Au milieu de ces ordures auxquels les citoyens ont mis feu, deux jeunots sont entrain de ramasser tout ce qu’ils peuvent comme déchets plastiques et les fourrent dans un sac. Le plus âgé porte un pantalon noir, sale et déchiré a plusieurs endroits ; sa chemise a la même couleur que son pantalon. Le plus petit est un peu plus propre et ne s’aventure pas dans ses fouilles comme le premier. Entre ce tas d’ordures fumant et le bac d’ordures mis là pour recevoir les déchets aujourd’hui par terre, ces jeunes travaillent sans aucune protection. Ils n’ont pas de bottes ni de gants, encore moins un cache-nez. Pourtant, travaillant bénévolement au compte d’un gros-jet RAMCIPLAST (Ramassage Citoyen des déchets Plastiques) coordonné par Mohamed La-mine Cas-marrant, ce dernier affirme leur avoir donné du matériel de protection. « Ceux-là ils ne comprennent pas.

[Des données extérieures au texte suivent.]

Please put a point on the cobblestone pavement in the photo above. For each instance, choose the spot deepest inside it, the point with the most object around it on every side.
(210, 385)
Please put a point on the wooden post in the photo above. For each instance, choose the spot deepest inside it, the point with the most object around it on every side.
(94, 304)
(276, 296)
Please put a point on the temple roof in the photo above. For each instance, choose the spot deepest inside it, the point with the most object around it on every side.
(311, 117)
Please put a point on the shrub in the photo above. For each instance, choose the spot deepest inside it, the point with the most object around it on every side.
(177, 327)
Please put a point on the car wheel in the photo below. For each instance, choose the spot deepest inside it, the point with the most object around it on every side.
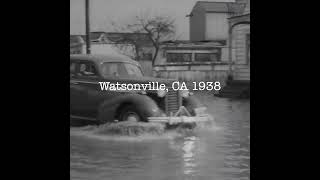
(130, 113)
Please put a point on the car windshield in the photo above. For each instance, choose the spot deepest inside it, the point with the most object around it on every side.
(120, 69)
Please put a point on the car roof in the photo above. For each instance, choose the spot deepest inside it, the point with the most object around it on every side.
(97, 58)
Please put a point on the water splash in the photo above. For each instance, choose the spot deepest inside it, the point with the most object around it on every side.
(137, 131)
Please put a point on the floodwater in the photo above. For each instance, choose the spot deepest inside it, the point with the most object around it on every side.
(220, 151)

On leur envoie des gants, des cache-nez pour qu’ils travaillent dans la protection mais même si on les donne aujourd’hui, demain ils vont enlever… Chaque matin que nous venons ici, nous leur demandons de prendre ça pour leur protection mais ils ne comprennent pas » explique le coordinateur du gros-jet.

Après papotage avec lui, nous nous retournons pour discuter avec l’un de ses bénévoles. Mais apparemment, ceux-ci ont filé en douce pendant que leur manguè était en train de gesticuler. Nous revenons finalement vers ce dernier. La vingtaine, Mohamed La-mine sollicite un chant-je-ment de mentalité pour du résul-tard sur le terrain. «  Ils ont installé un container pour les ordures ici. Maintenant si c’est plein d’ordures ils n’ont qu’à venir le vider. Mais si le container est plein et que les gens viennent le trouver ainsi, ils vont mettre les ordures par terre ou rajouter sur ce qu’il y a dans le bac et ça finira par tomber. C’est pourquoi vous voyez des ordures par terre, ils ne viennent pas vider le bac… Il faut qu’il y ait une sensibilisation à tous les niveaux et dans toutes les langues même celles locales par rapport aux dangers de ces ordures » finit par demander le jeune Cas-marrant.